After her twins were born six years ago, doctors told Vanas, 39, she would be unable to sustain another pregnancy. So she removed the laboratory tubes containing her unused embryos from cryo-storage and arranged them next to pictures of grandparents and other relatives who had died.
“It kind of weighs on you,” she said, “the journey that was needed.”
‘Be fruitful and multiply’
Some of the first scholarly writings about IVF from Jewish experts were also negative. Rabbi Eliezer Yehuda Waldenberg, one of the most important authorities of his generation on medical issues, wrote that a baby produced from the procedure was not related to his biological parents. Rabbi Moses Feinstein, known for his writings about women’s issues, raised questions about the waste of “seed,” or semen.
Attitudes began to change with greater understanding of the procedure. And since the soul does not enter the embryo until 40 days after conception, according to some interpretations of Jewish scripture, unused embryos did not raise the same moral questions. Many Jewish leaders began to actively encourage assisted reproduction, viewing it as a way to heed God’s instruction to “be fruitful and multiply.”
Technical worries remained, however: Could a woman’s eggs be joined with the wrong man’s sperm? The solution was rabbinical observers such as Friedman who supervise fertility clinics to make sure they conform to Jewish law and there are no questions about the child’s lineage.
The idea originated in Israel, where IVF is universally covered by national health insurance. Working with Friedman and Rabbi Avrohom Friedlander, the Genesis Fertility and Reproductive Medicine clinic in Brooklyn was among the first American clinics to adopt the practice to meet the needs of its large population of Orthodox and Hasidic patients.
“Religious couples who go through infertility, no matter what religion, suffer because it feels like divine punishment,” clinic founder Richard Grazi said. “And that makes everything more dramatic and painful.”

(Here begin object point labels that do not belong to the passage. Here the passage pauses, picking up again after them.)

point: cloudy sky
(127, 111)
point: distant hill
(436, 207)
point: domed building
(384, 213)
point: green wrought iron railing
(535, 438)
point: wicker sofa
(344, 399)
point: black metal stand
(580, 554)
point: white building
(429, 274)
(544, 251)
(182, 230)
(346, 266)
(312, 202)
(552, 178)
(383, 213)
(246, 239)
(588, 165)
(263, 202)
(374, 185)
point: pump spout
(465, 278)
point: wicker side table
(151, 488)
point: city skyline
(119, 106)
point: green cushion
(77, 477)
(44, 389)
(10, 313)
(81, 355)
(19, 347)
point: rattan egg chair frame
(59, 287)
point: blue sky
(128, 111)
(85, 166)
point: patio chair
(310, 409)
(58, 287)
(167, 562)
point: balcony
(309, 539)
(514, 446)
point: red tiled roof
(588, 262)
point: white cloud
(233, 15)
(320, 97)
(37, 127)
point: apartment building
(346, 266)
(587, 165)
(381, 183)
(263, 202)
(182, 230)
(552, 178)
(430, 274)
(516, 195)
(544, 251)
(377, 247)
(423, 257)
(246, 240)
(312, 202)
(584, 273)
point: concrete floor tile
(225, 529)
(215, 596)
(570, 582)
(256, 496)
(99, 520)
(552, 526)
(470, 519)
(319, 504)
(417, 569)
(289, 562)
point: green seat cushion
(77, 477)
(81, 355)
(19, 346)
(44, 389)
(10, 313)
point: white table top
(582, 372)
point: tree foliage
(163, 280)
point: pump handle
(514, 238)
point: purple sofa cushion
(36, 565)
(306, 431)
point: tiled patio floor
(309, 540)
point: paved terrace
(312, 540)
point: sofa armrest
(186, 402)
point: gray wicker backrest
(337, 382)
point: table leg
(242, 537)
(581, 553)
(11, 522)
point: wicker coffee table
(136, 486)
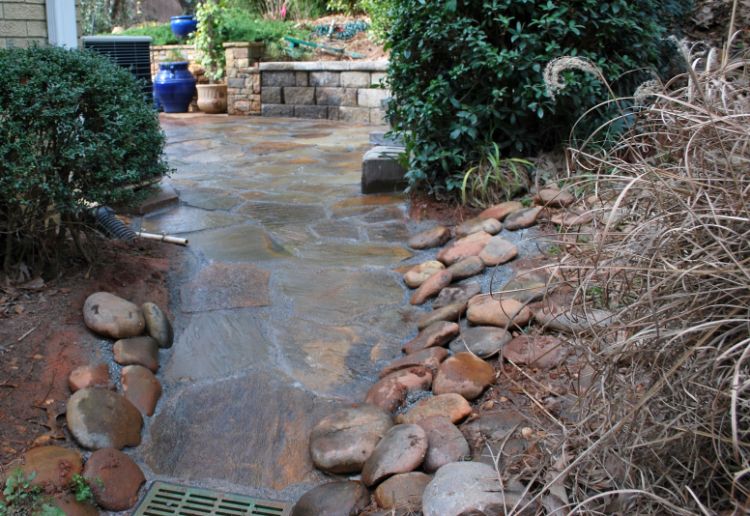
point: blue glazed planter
(182, 26)
(174, 87)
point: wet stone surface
(288, 303)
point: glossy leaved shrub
(74, 129)
(467, 73)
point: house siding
(23, 23)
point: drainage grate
(169, 499)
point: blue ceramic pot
(183, 25)
(174, 87)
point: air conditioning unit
(130, 52)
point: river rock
(143, 351)
(69, 506)
(433, 237)
(53, 466)
(343, 441)
(486, 310)
(141, 388)
(452, 406)
(100, 418)
(465, 374)
(483, 341)
(466, 268)
(334, 499)
(522, 218)
(461, 488)
(403, 491)
(445, 313)
(112, 316)
(114, 479)
(525, 286)
(554, 198)
(445, 441)
(429, 358)
(565, 320)
(540, 351)
(500, 211)
(432, 287)
(418, 274)
(89, 376)
(457, 294)
(471, 226)
(437, 334)
(157, 325)
(401, 450)
(390, 392)
(498, 251)
(464, 247)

Monitoring IVF is similar in intensity to certifying kosher restaurants, Friedlander said: Religious observers keep the keys to cryo-tanks where frozen eggs, sperm and embryos are stored and must be present whenever lab technicians handle genetic material. They verify labels and make sure separate surfaces and sometimes equipment are used to avoid mix-ups.
While there are many industry protocols to ensure the integrity of the IVF process, Friedlander said, “rabbis were more comfortable having a divine presence” in the lab.

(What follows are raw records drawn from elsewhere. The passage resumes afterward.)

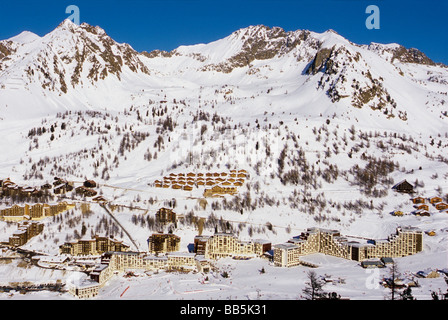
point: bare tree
(394, 276)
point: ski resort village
(256, 166)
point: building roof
(285, 246)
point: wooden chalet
(441, 206)
(404, 187)
(435, 200)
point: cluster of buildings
(11, 189)
(221, 182)
(96, 246)
(406, 241)
(26, 230)
(163, 253)
(34, 212)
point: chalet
(90, 184)
(99, 199)
(60, 189)
(46, 186)
(372, 264)
(441, 206)
(165, 215)
(163, 242)
(422, 213)
(422, 207)
(434, 200)
(403, 187)
(418, 200)
(218, 190)
(86, 191)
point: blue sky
(167, 24)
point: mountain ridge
(81, 67)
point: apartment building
(286, 255)
(163, 242)
(406, 241)
(25, 231)
(165, 215)
(35, 212)
(96, 246)
(228, 245)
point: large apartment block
(406, 241)
(96, 246)
(34, 212)
(163, 242)
(228, 245)
(25, 232)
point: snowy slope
(308, 115)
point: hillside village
(103, 257)
(226, 175)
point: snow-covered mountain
(303, 72)
(324, 128)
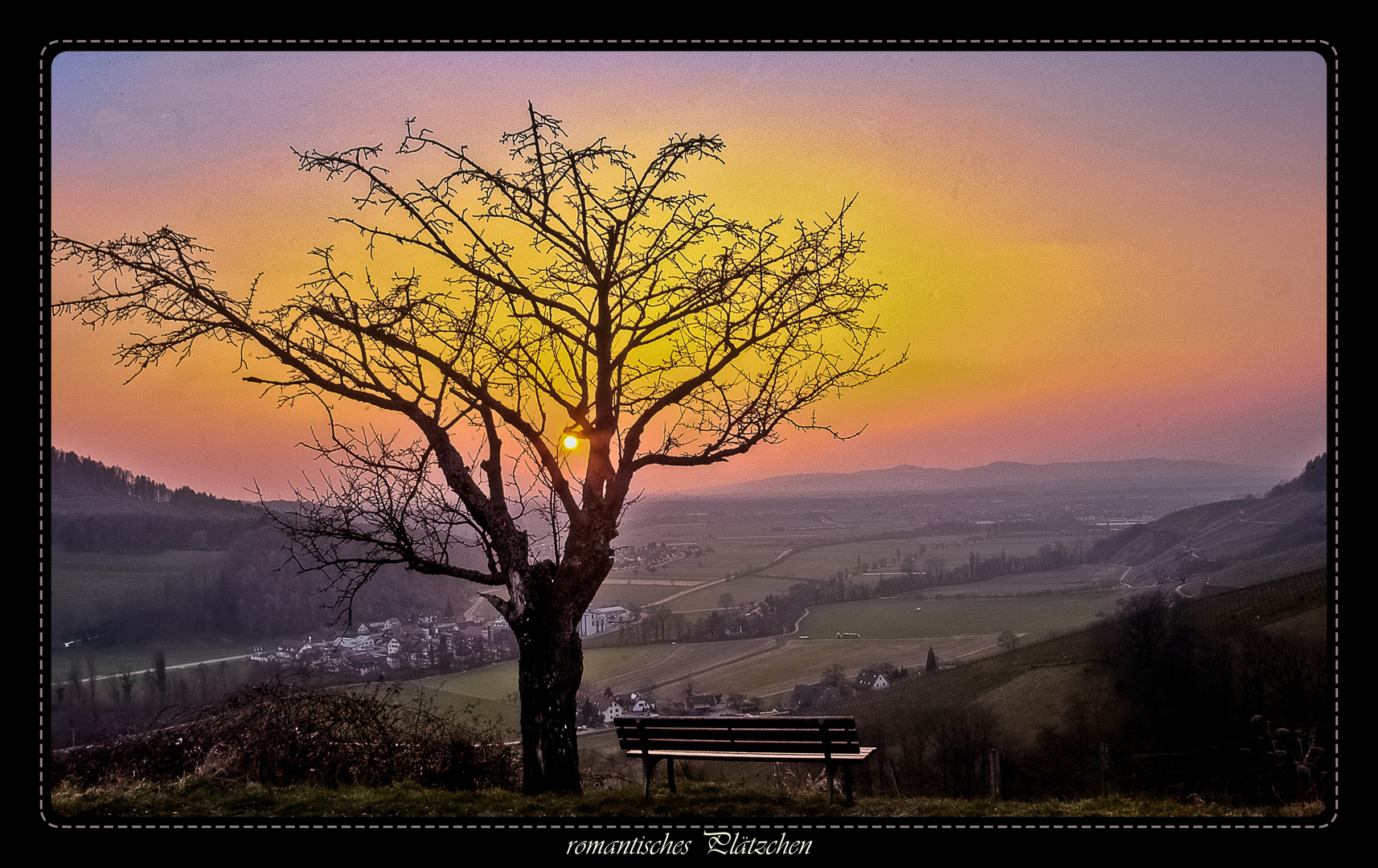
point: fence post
(995, 775)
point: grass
(81, 582)
(947, 616)
(202, 796)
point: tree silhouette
(586, 317)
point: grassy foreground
(197, 796)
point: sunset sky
(1089, 256)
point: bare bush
(280, 733)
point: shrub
(279, 733)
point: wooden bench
(776, 739)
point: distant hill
(1231, 543)
(1089, 476)
(106, 509)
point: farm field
(949, 616)
(820, 563)
(1069, 579)
(83, 582)
(756, 667)
(115, 659)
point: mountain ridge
(910, 477)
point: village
(436, 642)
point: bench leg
(650, 768)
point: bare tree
(586, 317)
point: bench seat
(777, 739)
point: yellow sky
(1089, 256)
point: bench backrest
(773, 735)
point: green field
(899, 617)
(83, 582)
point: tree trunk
(549, 674)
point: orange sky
(1089, 256)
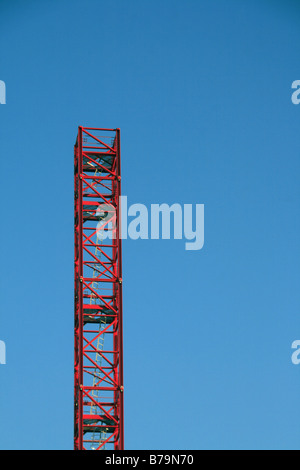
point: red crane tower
(98, 397)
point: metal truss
(98, 398)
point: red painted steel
(98, 397)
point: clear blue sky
(202, 93)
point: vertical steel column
(98, 394)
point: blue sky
(202, 94)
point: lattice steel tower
(98, 400)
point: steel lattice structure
(99, 415)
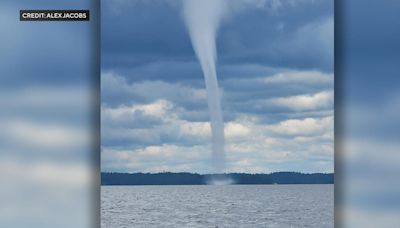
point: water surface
(217, 206)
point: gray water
(217, 206)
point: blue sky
(275, 70)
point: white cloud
(304, 77)
(308, 126)
(322, 99)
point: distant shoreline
(169, 178)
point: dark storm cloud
(257, 36)
(275, 71)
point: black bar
(54, 15)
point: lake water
(217, 206)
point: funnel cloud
(203, 19)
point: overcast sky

“When you are dealing with God’s creation, you want to make as sure as possible that things are being done right,” he said.
Friedman, 63, a mother of six, grandmother to 29 and great-grandmother to one, said she got into the work after seeing so many in her community suffer from infertility.
“I believe in a higher being,” she said, “and that he is good and will help us.”
Esther Fixler, who lives near New York, was among the first patients to use the rabbinical monitoring process. Fixler spent a decade trying to get pregnant before coming to Genesis, where she quickly learned her chances of conceiving were abysmally low. In an outburst of emotion, she told Grazi to throw away her genetic material.
Instead, Grazi told her to pray and to have faith. Within a few weeks, she was pregnant with the first of her three children.
“When the pregnancy took, I thought, ‘This is God.’ I had seen it in black and white, whether I had a chance or not,” said Fixler, now 51. “But it wasn’t for human understanding how this happened.”
Her son, now 20, was married in December 2016. Three months ago, he and his wife welcomed their first child, a girl, Fixler’s first grandchild.
The Salt Lake Tribune and The Washington Post’s Ellie Silverman contributed to this story.